About the Role
We are hiring a DevOps Engineer to design, build, and maintain the infrastructure that powers our products. You will partner closely with engineering teams to deliver reliable, secure, and scalable systems. The role covers cloud infrastructure, automation, observability, and security across the full delivery pipeline.
Responsibilities
Design and manage cloud infrastructure on AWS across multiple environments.
Deploy, scale, and operate containerized workloads using Kubernetes and Helm.
Provision and maintain infrastructure as code with Terraform.
Build and improve CI/CD pipelines using GitHub Actions for fast, safe releases.
Containerize applications with Docker and maintain image build standards.
Set up monitoring, alerting, and dashboards using Grafana and Prometheus.
Implement error tracking and incident response workflows to reduce downtime.
Apply SecOps practices across infrastructure, pipelines, and runtime environments.
Troubleshoot production issues and lead root cause analysis.
Document architecture, runbooks, and operational procedures.
Required Skills
Strong hands on experience with Kubernetes and Helm in production.
Proven expertise in Terraform for infrastructure as code.
Solid working knowledge of AWS core services (EC2, VPC, IAM, S3, RDS, EKS).
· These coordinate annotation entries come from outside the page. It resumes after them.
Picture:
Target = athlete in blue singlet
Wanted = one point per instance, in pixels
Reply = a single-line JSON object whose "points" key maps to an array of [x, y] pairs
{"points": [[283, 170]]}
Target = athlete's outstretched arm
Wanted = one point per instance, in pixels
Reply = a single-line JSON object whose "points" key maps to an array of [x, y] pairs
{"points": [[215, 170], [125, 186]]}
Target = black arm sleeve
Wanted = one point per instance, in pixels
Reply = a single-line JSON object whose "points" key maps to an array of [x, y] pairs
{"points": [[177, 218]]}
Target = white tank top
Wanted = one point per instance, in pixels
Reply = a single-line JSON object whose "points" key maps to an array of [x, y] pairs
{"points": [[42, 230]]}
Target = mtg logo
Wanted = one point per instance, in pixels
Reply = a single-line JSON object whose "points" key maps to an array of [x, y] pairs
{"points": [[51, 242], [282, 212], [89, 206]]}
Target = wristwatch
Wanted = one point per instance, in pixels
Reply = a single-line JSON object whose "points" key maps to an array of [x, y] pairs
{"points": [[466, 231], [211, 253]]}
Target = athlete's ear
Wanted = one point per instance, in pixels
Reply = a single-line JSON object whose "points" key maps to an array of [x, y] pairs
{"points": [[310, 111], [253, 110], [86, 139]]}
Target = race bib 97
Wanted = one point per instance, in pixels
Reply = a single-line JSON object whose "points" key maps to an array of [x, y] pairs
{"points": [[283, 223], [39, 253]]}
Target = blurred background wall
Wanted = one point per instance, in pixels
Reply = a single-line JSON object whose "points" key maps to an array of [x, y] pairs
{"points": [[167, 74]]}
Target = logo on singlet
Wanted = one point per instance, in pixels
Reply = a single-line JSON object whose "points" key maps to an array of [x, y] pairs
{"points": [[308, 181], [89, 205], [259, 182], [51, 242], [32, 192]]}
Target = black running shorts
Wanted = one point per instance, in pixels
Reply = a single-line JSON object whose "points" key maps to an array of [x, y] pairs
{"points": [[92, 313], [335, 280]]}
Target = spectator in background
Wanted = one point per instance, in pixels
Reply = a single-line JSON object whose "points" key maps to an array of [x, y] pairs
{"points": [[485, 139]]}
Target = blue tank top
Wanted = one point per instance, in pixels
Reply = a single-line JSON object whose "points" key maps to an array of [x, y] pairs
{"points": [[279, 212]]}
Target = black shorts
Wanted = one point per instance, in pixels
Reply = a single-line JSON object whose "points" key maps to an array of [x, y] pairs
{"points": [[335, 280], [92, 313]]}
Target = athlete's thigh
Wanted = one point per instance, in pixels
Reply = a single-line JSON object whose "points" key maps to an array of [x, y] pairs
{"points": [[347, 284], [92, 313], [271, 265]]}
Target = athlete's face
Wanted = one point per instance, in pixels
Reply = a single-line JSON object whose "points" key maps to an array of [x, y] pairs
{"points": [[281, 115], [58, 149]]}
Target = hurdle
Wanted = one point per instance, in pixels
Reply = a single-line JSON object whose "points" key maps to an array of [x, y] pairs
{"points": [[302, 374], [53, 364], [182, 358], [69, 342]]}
Experience designing CI/CD pipelines with GitHub Actions.
Working knowledge of SecOps principles, including secrets management, IAM hardening, and vulnerability scanning.
Experience with Grafana and Prometheus for metrics, alerting, and dashboards.
Strong command of Docker and container best practices.
Familiarity with error tracking tools and modern observability practices.
Nice to Have
Experience with GitOps tools such as ArgoCD or Flux.
Background in service mesh, ingress controllers, or API gateways.
Exposure to cost optimization and FinOps on AWS.
Scripting skills in Bash, Python, or Go.
What We Look For
Strong ownership and a bias for automation.
Clear communication and solid documentation habits.
Calm, structured approach to production incidents.
Curiosity to learn new tools and improve existing systems.
Team first mindset with willingness to mentor and share knowledge.